Medan | GeberNews.com – Kantor Gubernur Sumatera Utara kembali jadi sorotan. Wartawan yang menjalankan tugas jurnalistik justru dibatasi, bahkan dipagari untuk masuk ke ruang kerja Gubernur. Ironisnya, pedagang makanan dan minuman bisa bebas keluar-masuk tanpa hambatan. Pemandangan timpang ini bukan sekadar janggal, tetapi melukai akal sehat. Bagaimana mungkin pers—yang merupakan pilar demokrasi—diperlakukan seolah ancaman, sementara pedagang yang hanya mengurus konsumsi justru diberi keleluasaan?
Kritik keras datang dari Osril Limbong, pengamat sosial sekaligus bagian dari Forum Jurnalis Pemprov (FJP) dan Himpunan Insan Pers Solidaritas Indonesia (HiPSi). “Ini jelas diskriminasi. Pers adalah pilar keempat demokrasi yang dijamin Undang-Undang Nomor 40 Tahun 1999 tentang Pers. Kalau wartawan dibatasi, itu sama saja mengebiri hak publik untuk tahu,” tegasnya.
Situasi ini makin mencuat ketika pada Jumat, 8 September 2025, Gubernur Sumut Muhammad Bobby Afif Nasution turun ke kantin kantor untuk makan bersama usai pengangkatan Syaiful sebagai Ketua Persatuan Wartawan Gubsu. Padahal, sejak dilantik, Gubernur nyaris tidak pernah menyambangi kantin. Kehadiran tersebut menimbulkan tanda tanya besar: apakah akses wartawan hanya “dibuka” saat momen simbolis tertentu, sementara pada hari-hari biasa justru ditutup rapat? Demikian disampaikan Osril Limbong pada Senin, 15 September 2025.
Sejumlah jurnalis yang biasa meliput di Kantor Gubsu turut melayangkan kekecewaan. Mereka mempertanyakan konsistensi aturan yang berlaku. “Kalau memang ada kebijakan ketat soal akses, seharusnya berlaku untuk semua pihak. Jangan wartawan dipagari, pedagang dilepas. Ini jelas pilih kasih,” ujar Jasrial Husin, salah seorang jurnalis.
Wakil Pemimpin Redaksi GeberNews.com sekaligus SuaraPrananta.com, Adi Warman Lubis, juga angkat bicara. Ia menilai pelarangan wartawan masuk adalah preseden buruk bagi keterbukaan pemerintah. “Jangan salah kaprah, kantor gubernur itu bukan ruang privat. Itu rumah rakyat. Wartawan datang bukan untuk hura-hura, melainkan menjalankan fungsi kontrol sosial sebagaimana diatur dalam UU Pers. Kalau wartawan dipagari, itu sama saja menutup akses publik terhadap informasi,” tegas Adi.

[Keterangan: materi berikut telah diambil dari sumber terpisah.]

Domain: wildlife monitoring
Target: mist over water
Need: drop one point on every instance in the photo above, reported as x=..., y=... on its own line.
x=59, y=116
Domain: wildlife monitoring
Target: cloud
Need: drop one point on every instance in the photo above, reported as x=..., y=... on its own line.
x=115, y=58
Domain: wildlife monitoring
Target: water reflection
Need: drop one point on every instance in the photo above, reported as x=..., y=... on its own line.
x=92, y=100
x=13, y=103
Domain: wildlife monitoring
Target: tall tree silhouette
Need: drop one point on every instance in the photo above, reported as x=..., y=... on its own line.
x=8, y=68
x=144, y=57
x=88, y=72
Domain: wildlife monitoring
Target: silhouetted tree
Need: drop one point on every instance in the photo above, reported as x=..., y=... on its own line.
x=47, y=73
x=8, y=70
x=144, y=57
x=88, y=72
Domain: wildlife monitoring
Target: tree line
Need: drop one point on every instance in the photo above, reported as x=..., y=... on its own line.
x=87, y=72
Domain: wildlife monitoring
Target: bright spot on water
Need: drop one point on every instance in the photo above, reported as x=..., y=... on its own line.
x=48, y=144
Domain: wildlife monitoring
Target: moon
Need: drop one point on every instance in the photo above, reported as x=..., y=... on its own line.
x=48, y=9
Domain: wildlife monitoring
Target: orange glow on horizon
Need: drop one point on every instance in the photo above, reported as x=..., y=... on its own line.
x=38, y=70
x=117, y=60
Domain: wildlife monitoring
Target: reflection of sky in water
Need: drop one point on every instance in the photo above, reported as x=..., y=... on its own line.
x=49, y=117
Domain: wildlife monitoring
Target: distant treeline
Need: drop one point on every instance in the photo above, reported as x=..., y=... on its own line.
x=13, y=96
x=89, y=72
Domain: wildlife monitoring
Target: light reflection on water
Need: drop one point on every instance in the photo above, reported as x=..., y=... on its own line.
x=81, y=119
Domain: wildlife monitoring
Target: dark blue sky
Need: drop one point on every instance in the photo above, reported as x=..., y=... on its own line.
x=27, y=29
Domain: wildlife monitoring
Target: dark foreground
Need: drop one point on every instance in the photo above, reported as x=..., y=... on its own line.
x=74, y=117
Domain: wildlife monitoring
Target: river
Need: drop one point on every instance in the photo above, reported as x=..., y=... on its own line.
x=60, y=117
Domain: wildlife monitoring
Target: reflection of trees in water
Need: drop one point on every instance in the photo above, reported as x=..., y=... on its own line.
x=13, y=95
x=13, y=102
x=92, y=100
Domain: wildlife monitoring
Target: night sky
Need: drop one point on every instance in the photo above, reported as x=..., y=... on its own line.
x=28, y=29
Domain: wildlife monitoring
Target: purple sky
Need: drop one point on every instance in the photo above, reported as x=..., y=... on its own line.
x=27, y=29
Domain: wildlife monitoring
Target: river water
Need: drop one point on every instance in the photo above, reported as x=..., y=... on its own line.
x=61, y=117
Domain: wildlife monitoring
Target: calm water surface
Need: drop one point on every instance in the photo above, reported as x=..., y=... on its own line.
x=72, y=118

Lebih lanjut, Adi menilai kebijakan diskriminatif itu berpotensi merusak citra Bobby Nasution sebagai gubernur yang dikenal dekat dengan masyarakat. “Rakyat menunggu bukti keterbukaan, bukan sekadar slogan. Kalau pedagang bisa bebas lalu lalang, sementara wartawan diblokir, itu ironi yang mencoreng demokrasi. Jangan sampai rakyat menilai Gubernur lebih ramah pada pedagang daripada pada pers,” tambahnya.
UU Pers Nomor 40 Tahun 1999 Pasal 4 menegaskan, kemerdekaan pers dijamin sebagai hak asasi warga negara. Pers memiliki hak mencari, memperoleh, dan menyebarluaskan informasi. Jika kebijakan di Kantor Gubsu bertentangan dengan ini, maka kebijakan tersebut jelas bermasalah dan patut dipertanyakan.
Osril Limbong menegaskan, pemerintah daerah tidak boleh menutup diri dari pengawasan pers. “Kalau wartawan dibatasi, lalu siapa yang akan menyampaikan kerja-kerja pemerintah kepada masyarakat? Jangan sampai Kantor Gubsu berubah jadi ruang eksklusif, ramah bagi pedagang tapi menutup diri dari kontrol pers,” pungkasnya.